Aux yeux de Baba Moussa, cette marginalisation évoquée est compréhensible, "parce que cette coopération vient de se mettre en place. Elle est passée d'abord sur le plan bilatéral, mais aujourd'hui on voit bien qu'on s'organise sur le plan institutionnel. Il n'y a pas de doute, toutes les coopérations ont maintenant une plateforme de mise en place, le FOCAC, la TICAD, etc. Evidemment, nous aussi on a mis du temps à se préparer pour nous doter de stratégies claires. En tout cas pour ce qui est des infrastructures, ce n'est qu'en 2010 que nous avons fini par boucler".

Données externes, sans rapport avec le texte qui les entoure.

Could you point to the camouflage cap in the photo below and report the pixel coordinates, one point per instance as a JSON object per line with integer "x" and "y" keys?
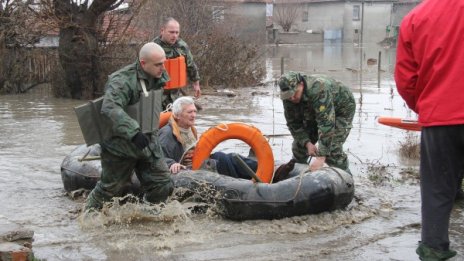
{"x": 287, "y": 83}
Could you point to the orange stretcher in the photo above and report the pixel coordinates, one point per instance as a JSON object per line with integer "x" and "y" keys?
{"x": 177, "y": 70}
{"x": 405, "y": 124}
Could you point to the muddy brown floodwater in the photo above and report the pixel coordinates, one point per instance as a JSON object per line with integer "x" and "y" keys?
{"x": 382, "y": 222}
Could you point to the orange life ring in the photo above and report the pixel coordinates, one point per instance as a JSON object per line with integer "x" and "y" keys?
{"x": 244, "y": 132}
{"x": 164, "y": 118}
{"x": 405, "y": 124}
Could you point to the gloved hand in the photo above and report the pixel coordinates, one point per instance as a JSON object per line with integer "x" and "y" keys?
{"x": 140, "y": 140}
{"x": 283, "y": 171}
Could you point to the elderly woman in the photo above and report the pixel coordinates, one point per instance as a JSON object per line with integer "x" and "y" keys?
{"x": 179, "y": 136}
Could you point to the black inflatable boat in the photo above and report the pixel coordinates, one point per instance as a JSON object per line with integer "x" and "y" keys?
{"x": 237, "y": 199}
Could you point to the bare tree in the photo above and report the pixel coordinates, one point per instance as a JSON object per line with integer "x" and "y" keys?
{"x": 18, "y": 32}
{"x": 286, "y": 15}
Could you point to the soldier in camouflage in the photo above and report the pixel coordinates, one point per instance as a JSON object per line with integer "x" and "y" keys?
{"x": 318, "y": 109}
{"x": 129, "y": 149}
{"x": 174, "y": 47}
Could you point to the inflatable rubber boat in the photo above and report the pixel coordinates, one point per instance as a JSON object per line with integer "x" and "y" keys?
{"x": 237, "y": 199}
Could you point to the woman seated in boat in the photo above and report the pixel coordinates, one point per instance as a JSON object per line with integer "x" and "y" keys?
{"x": 178, "y": 139}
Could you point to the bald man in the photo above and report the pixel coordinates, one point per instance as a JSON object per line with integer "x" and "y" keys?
{"x": 131, "y": 147}
{"x": 174, "y": 47}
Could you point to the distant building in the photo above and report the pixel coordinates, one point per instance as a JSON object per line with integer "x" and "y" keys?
{"x": 342, "y": 20}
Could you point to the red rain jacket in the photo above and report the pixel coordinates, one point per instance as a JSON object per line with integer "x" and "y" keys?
{"x": 429, "y": 70}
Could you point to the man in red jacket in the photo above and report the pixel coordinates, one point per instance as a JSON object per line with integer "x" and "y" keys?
{"x": 429, "y": 75}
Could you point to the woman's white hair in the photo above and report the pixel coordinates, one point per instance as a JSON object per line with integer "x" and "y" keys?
{"x": 180, "y": 103}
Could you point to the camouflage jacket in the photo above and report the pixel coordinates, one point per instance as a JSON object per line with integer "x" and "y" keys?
{"x": 177, "y": 49}
{"x": 314, "y": 118}
{"x": 122, "y": 89}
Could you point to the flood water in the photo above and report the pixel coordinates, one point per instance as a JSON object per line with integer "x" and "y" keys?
{"x": 382, "y": 222}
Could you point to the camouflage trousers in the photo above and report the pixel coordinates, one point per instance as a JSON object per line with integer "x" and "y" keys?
{"x": 337, "y": 157}
{"x": 152, "y": 172}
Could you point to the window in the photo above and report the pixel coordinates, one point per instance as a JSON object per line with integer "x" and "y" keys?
{"x": 305, "y": 15}
{"x": 356, "y": 12}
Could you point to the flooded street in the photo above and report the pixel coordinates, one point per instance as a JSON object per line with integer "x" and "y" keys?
{"x": 382, "y": 222}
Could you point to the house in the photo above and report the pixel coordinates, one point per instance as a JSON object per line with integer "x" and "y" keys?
{"x": 339, "y": 20}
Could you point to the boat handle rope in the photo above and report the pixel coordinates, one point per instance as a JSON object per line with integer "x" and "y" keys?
{"x": 289, "y": 201}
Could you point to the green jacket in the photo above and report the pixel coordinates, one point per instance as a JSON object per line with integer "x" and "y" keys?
{"x": 122, "y": 89}
{"x": 177, "y": 49}
{"x": 323, "y": 106}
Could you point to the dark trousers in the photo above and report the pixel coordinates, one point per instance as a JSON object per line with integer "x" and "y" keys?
{"x": 227, "y": 165}
{"x": 441, "y": 173}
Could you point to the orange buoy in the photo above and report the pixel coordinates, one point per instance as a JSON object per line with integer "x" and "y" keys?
{"x": 405, "y": 124}
{"x": 177, "y": 70}
{"x": 164, "y": 118}
{"x": 244, "y": 132}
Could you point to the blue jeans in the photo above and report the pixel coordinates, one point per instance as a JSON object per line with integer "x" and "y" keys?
{"x": 227, "y": 165}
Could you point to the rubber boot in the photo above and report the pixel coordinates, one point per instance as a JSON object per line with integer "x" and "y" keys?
{"x": 427, "y": 253}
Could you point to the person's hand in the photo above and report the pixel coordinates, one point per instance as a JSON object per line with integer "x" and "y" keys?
{"x": 317, "y": 163}
{"x": 311, "y": 148}
{"x": 187, "y": 160}
{"x": 140, "y": 140}
{"x": 176, "y": 167}
{"x": 196, "y": 89}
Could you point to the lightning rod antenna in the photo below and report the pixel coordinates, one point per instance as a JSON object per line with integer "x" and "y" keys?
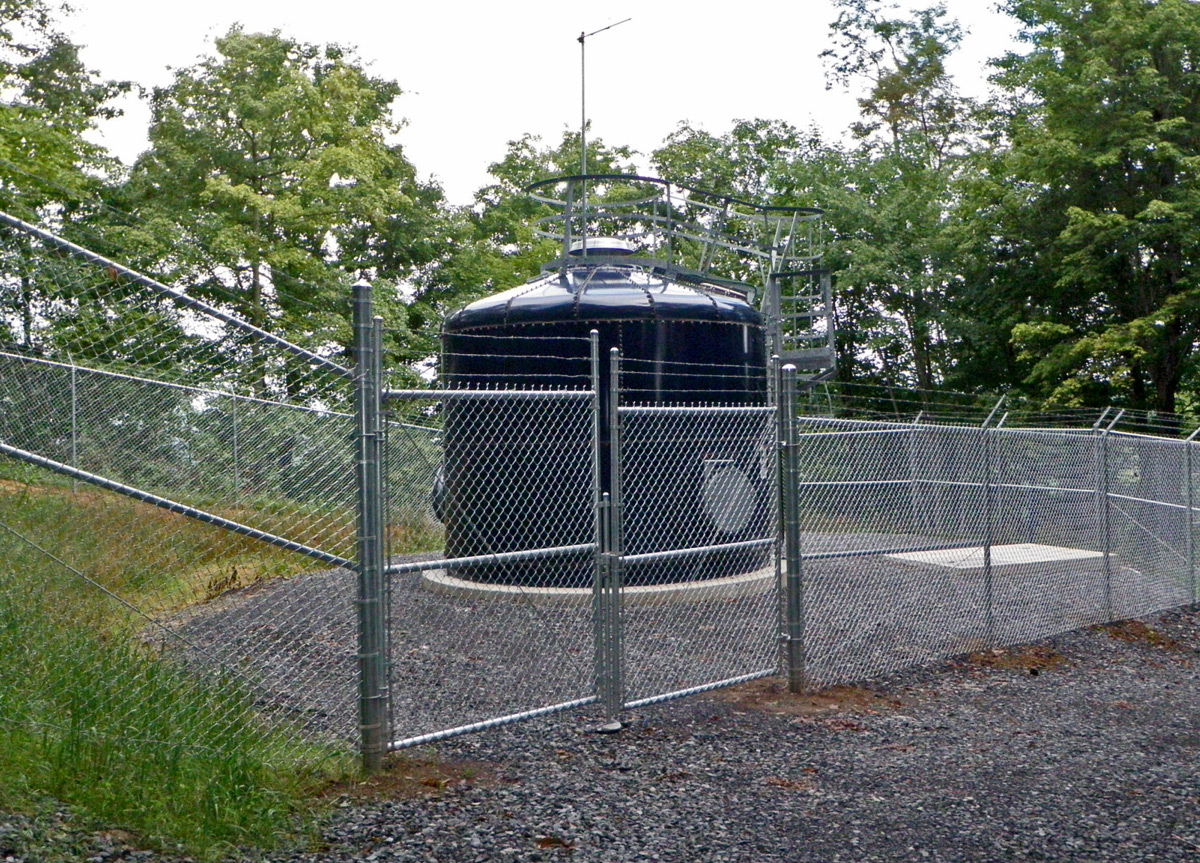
{"x": 583, "y": 125}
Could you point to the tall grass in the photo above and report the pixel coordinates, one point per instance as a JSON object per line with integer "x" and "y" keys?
{"x": 94, "y": 717}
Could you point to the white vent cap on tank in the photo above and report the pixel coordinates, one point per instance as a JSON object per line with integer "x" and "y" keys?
{"x": 604, "y": 245}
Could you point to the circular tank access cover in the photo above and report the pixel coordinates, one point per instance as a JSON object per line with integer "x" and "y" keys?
{"x": 729, "y": 496}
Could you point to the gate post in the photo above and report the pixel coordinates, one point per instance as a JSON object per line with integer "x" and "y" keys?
{"x": 1189, "y": 516}
{"x": 613, "y": 694}
{"x": 793, "y": 634}
{"x": 988, "y": 515}
{"x": 370, "y": 600}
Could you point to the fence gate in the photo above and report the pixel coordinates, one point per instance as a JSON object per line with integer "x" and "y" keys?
{"x": 593, "y": 552}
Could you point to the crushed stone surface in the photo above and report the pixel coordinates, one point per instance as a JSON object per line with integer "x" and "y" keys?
{"x": 1083, "y": 747}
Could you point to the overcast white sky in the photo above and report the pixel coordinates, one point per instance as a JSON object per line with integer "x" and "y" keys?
{"x": 478, "y": 75}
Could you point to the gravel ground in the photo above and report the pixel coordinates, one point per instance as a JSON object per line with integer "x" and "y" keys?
{"x": 1078, "y": 748}
{"x": 460, "y": 660}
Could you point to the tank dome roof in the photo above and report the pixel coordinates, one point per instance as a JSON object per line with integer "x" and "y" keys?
{"x": 604, "y": 292}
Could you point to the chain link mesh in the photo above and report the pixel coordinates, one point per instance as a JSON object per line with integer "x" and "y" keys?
{"x": 161, "y": 628}
{"x": 701, "y": 601}
{"x": 499, "y": 623}
{"x": 925, "y": 540}
{"x": 921, "y": 539}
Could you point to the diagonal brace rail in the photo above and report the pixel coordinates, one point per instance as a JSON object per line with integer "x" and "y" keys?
{"x": 174, "y": 507}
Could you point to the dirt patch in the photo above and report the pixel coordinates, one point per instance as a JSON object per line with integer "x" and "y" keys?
{"x": 1138, "y": 633}
{"x": 771, "y": 695}
{"x": 406, "y": 777}
{"x": 1029, "y": 658}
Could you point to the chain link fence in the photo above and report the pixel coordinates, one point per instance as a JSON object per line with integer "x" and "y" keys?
{"x": 922, "y": 540}
{"x": 185, "y": 501}
{"x": 166, "y": 462}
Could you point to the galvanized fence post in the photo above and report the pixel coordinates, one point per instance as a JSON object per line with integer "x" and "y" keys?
{"x": 237, "y": 455}
{"x": 1103, "y": 507}
{"x": 600, "y": 503}
{"x": 988, "y": 505}
{"x": 790, "y": 469}
{"x": 371, "y": 607}
{"x": 615, "y": 694}
{"x": 916, "y": 519}
{"x": 75, "y": 426}
{"x": 1189, "y": 515}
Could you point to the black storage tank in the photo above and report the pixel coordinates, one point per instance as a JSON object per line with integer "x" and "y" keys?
{"x": 684, "y": 341}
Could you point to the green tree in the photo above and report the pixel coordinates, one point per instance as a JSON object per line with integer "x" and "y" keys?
{"x": 48, "y": 167}
{"x": 1101, "y": 198}
{"x": 889, "y": 215}
{"x": 271, "y": 184}
{"x": 493, "y": 243}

Pour autant, la coopération apportée par les BRICS vis-à-vis de l'Afrique jouit d'un avantage comparatif qui, de l'avis d'Abé, découle du fait que "beaucoup de pays du Sud vivent mal les injonctions occidentales et les interférences occidentales dans leurs affaires intérieures". Par conséquent, estime l'universitaire, "c'est une coopération qui a un bel avenir devant elle et qui demande tout simplement à se restructurer davantage".
A l'Union africaine, son apport est attendu pour permettre la réalisation des 51 projets prioritaires du Programme de développement des infrastructures en Afrique (PIDA) qui prévoit de doter le continent de réseaux routiers, ferroviaires et électriques interconnectés d'une région à une autre et d'un pays à un autre pour pouvoir réaliser l'objectif d'intégration économique et d'accroissement du commerce intra-africain.